Nearly 300 people participated in the meeting, either on-site in Ottawa or joining the meeting from 29 hubs across the country. Some listened in from their workspaces, where they could vote on resolutions, but could not participate in the discussion.

There were three resolutions on the table: A definition of diversity to be included in the Bylaws, disclosure of non-conviction records and the need to safeguard family law research. There were no proposed amendments and the resolutions passed without debate.

Ray was scheduled to give a report from the Board. But, noting that he regularly reports on what the Board is doing on his Dispatches page, he used his time to talk about the importance of membership and engagement in the Association.

“I suspect many of you in this room, or your firms, if your firms purchase your membership, have had the discussion about value for money, and whether CBA delivers enough of it to justify continuing,” he said. “To nobody’s surprise, probably, I say there is. Because we provide important and worthwhile continuing legal education. Because we’re always looking for ways to help our members succeed. Because of the work we do to improve the law and support the justice system, including judicial independence. Because we are an important and valued voice on the national and world stages – one voice turned up to 36,000, speaking so loudly we can’t be ignored.”

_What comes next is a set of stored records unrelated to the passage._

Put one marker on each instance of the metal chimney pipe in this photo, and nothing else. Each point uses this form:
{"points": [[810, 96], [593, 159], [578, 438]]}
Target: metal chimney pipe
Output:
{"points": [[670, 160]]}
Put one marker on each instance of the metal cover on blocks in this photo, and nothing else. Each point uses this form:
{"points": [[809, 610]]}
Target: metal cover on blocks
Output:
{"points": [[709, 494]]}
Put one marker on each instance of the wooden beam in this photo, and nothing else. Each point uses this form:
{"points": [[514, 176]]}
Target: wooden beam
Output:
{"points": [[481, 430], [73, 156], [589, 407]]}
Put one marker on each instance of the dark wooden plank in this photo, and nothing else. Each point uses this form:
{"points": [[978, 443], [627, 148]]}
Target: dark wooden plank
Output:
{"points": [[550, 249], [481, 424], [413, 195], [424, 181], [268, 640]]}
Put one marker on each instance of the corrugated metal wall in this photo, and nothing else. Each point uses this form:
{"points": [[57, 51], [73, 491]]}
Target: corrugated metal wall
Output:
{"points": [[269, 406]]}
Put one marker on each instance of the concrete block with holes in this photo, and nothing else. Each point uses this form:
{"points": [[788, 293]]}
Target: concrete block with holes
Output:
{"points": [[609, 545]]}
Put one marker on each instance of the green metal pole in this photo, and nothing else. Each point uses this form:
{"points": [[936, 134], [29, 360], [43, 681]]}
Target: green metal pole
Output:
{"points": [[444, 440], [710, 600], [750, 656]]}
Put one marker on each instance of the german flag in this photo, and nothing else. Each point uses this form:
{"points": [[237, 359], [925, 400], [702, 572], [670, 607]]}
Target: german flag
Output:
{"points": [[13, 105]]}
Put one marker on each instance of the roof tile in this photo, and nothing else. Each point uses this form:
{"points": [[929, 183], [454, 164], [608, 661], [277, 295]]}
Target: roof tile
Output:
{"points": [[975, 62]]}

Nabeel Peermohamed, Chair of the Finance Committee, reported on the state of CBA Finances. Members voted to appoint KPMG as the new auditor.

CEO Cheryl Farrow’s presentation highlighted the ways that the Association is working to meet its strategic objectives.

To cap off the meeting, Vice-President Vivene Salmon announced that Manitoba Board member Brad Regehr has won the vice-presidential election, and will take up the role in September.

AGM week events continued on Tuesday with a Leadership Forum and President’s Dinner, as well as an open house at the new CBA offices on Slater Street on Tuesday, and a Board meeting on Wednesday.